Listening to “LA Punk to Banda Rap” definitely changed my perspective on punk rock in general. Honestly, I was so ignorant to the genre that I didn’t even realize other cultures associated with it besides whites. This audio commentary really showed me the presence latinos and chicanos have in not just the punk rock scene, but the general music scene as a whole. Although i personally don’t find punk rock appealing to listen to, understanding the genre through personal hardships have definitely changed my perspective on the genre. In previous posts I mention a lot about how reflecting on struggles and persevering through them can tell the best story through music. Especially when mixing the music with cultural elements, anyone who appreciates music regardless the genre can listen and absorb something more than just a story.

I really like that latinos associated with this genre are not afraid to stand up and defend their roots. there are tons of social issues going in within the chicano culture that a lot goes unnoticed by everyone else. Music is a great way to release that information while also stating a stance on the issue. What better way to understand these issues than from a personal story affected by it? Speaking out on topics like the struggles of undocumented workers are great ways to spread a message and gathering support.

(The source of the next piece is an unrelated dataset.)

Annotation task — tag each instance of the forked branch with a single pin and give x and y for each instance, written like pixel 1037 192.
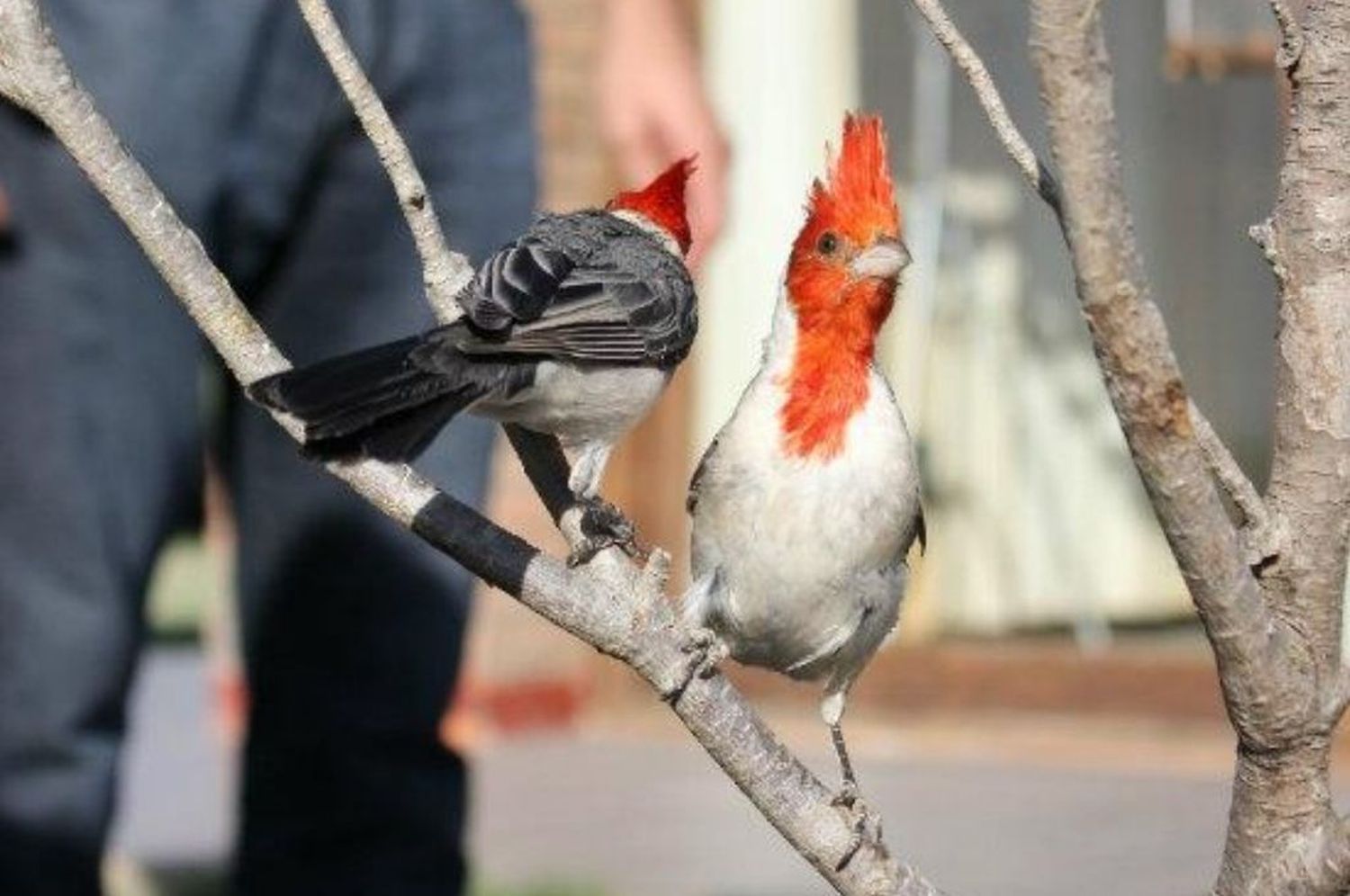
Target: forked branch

 “Latinos in the Garage” described the influence Latinos had in the early rock scene.  I wasn’t aware that the majority of big hit artists such as the Beatles and even Nirvana had many of their samples influenced by latin music. When listening to their music you only hear the instruments and sound, but not necessarily where that music originates from. But searching for the latin sound doesn’t take very long at all!  “Twist and Shout” by the Beatles is a great example of that Latin influence. Throughout the song you can hear the riff give off a Latin sound, which surprisingly is quite common in much of the music from that time.